Yes, of course we aren't enough to carry an election. I know that. I don't understand why we are somehow "elite." We are a demographic from which to disassociate. Democrats and Republicans talk about us as if we are wholly undesirable.
No one talks about our bitterness.
Obama's remarks have always sounded familiar to me, and behold:
http://www.huffingtonpost.com/2008/04/13/bill-clinton-flashback-al_n_96433.html
As the rumination continues over Barack Obama's comments about economically-depressed small town voters, statements made by Bill Clinton on the same topic -- uttered while he was running for president in 1991 -- have now surfaced.
"The reason (George H. W. Bush's tactic) works so well now is that you have all these economically insecure white people who are scared to death," Clinton was quoted saying by the Los Angeles Times in September 1991.
A couple months later, Joe Klein, writing for the Sunday Times, reported that Clinton made the following remarks:
"You know, he [Bush] wants to divide us over race.
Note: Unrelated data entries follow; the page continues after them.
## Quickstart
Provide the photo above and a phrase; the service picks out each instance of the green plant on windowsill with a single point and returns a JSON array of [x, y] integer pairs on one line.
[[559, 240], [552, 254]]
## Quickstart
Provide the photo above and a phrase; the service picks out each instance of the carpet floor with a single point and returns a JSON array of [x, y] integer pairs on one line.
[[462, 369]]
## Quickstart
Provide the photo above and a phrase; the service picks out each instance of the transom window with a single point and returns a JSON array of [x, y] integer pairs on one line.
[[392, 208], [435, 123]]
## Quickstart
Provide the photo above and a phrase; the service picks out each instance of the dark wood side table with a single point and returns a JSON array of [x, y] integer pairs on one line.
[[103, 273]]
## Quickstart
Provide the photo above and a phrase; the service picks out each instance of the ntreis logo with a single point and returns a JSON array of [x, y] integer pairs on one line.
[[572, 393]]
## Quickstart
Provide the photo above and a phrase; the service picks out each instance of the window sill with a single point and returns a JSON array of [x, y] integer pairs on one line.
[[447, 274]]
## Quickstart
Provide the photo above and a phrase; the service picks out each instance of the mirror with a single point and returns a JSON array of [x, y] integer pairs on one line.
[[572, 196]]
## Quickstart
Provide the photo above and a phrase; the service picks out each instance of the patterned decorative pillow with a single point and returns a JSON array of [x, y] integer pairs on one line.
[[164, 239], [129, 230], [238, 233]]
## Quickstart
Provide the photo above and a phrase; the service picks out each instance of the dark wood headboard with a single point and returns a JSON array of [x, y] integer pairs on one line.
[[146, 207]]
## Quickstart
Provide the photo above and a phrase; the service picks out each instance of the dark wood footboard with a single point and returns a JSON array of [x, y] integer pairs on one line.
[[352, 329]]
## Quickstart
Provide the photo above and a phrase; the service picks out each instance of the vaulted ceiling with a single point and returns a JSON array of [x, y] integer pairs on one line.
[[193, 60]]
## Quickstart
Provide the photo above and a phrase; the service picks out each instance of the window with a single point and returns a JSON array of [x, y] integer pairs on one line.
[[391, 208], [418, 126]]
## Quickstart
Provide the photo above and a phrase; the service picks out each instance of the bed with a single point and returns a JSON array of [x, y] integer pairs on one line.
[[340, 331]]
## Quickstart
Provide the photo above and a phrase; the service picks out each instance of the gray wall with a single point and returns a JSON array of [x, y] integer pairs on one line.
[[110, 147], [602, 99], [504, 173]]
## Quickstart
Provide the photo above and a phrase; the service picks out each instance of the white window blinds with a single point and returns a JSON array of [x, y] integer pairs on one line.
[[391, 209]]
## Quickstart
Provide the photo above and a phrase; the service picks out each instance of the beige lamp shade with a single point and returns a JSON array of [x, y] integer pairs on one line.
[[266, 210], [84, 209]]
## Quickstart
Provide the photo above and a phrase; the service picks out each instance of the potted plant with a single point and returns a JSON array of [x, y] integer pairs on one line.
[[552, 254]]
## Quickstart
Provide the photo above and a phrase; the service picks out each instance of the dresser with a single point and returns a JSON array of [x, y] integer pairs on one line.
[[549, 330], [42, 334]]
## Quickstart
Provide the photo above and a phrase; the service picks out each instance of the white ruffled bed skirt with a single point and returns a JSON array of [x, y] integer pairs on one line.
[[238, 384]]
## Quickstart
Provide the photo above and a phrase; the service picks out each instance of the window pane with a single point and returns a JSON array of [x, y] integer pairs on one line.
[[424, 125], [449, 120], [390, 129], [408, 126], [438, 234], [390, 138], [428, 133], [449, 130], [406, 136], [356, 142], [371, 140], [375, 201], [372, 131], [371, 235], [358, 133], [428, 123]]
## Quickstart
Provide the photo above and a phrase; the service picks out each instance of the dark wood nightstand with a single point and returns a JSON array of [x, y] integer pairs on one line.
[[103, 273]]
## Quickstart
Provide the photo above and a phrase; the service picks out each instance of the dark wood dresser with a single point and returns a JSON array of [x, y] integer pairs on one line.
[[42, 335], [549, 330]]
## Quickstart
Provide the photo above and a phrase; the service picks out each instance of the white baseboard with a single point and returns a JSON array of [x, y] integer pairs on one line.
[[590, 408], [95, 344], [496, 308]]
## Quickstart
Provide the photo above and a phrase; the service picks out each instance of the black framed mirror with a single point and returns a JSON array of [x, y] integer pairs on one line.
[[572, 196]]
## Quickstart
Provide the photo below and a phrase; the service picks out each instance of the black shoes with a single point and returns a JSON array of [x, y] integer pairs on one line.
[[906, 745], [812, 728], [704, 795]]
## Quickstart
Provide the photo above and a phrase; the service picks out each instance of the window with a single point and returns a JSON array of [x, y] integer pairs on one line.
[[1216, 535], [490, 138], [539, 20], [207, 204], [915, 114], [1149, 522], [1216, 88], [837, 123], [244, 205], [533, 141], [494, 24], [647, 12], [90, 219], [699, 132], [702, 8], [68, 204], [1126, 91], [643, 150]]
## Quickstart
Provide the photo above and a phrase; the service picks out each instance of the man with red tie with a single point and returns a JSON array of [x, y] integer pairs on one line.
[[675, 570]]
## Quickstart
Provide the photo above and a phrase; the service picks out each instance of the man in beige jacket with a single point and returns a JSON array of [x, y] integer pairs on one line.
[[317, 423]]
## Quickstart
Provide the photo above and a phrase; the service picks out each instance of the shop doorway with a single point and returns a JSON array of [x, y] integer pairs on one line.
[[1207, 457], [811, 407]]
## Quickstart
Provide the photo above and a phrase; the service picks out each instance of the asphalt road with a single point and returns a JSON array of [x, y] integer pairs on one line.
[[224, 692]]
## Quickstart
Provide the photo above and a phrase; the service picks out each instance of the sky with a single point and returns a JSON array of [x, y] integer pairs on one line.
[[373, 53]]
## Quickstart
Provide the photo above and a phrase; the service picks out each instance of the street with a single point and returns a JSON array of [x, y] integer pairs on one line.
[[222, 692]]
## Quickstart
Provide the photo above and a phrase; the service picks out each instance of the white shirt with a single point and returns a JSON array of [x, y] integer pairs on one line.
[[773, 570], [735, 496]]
I'm from the South. I understand this. This quota deal they're gonna pull in the next election is the same old scam they've been pulling on us for decade after decade after decade. When their economic policies fail, when the country's coming apart rather than coming together, what do they do? They find the most economically insecure white men and scare the living daylights out of them. They know if they can keep us looking at each other across a racial divide, if I can look at Bobby Rush and think, Bobby wants my job, my promotion, then neither of us can look at George Bush and say, 'What happened to everybody's job? What happened to everybody's income? What ... have ... you ... done ... to ... our ... country?'"
So, people get scared and frustrated, and they focus on what they control, and they vote for whoever says that they're going to protect what it is that they feel they can control, and can give them someone to blame for their troubles. Even though the people that they're voting for screw them over pretty much every single time. But they play on their fear that someone is going to come along and take away whatever it is that they have left. Fear leads to people voting against their own self-interests.
You know. WHAT OBAMA SAID.
So, there this quote is, picked up by Huffington, out there on the internet, in the PRESS, and "bittergate" has been going on for a week now, and has anyone confronted Clinton on this? Was her husband talking down to poor people, or was he telling the truth? And no one has has so much as mentioned this quote. A little scary, don't you think? Pro-Obama media bias, my ass.